Moreover, there’s no question that the culture of wealth they have created, particularly here in New York, is shallow, tedious, and self-absorbed. It’s absolutely true that New York City benefits from the taxes paid by investment banks and their employees. At the same time, this has become a less interesting, less diverse city because of the legions of twenty- and thirty-somethings who make millions and spend it on penthouse apartments, $1,000 bottles of vodka at silly clubs in the Meatpacking District, Ferrarris, and lap dances. (Investment bankers have ruined the Meatpacking District.)

I also think that the lure of these millions is having a profound and unfortunate effect upon younger people. It is the case that many professions are losing talented young people—even well-paying professions such as business and medicine—because they simply can’t pay what investment banks pay.
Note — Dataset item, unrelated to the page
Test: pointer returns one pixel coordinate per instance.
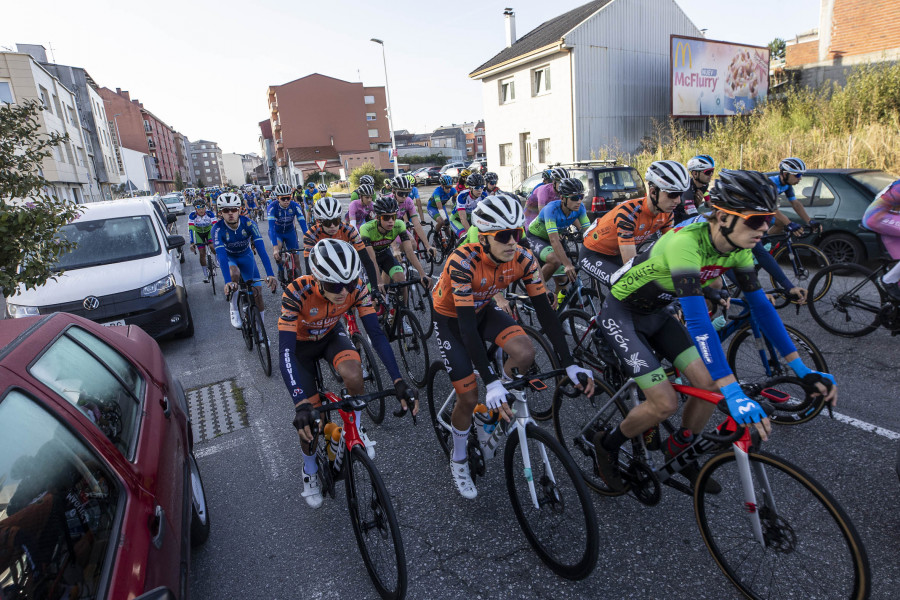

A friend of mine, a lawyer who is in her mid-30s and makes over a million dollars a year, said to me the other day, “I can’t believe I work so hard and make so little money. I don’t know why I didn’t just go into investment banking.”

This is a woman who could probably retire now, if she had to. But hers is not an uncommon sentiment. The rich are getting richer in this country—there’s plenty of evidence to show the growing inequity of wealth in the United States. And instead of trying to do something about that, more and more young people just want to hop on board the gravy train.

So it was unfair to say that finance has no social value—of course it does. But the downsides are significant.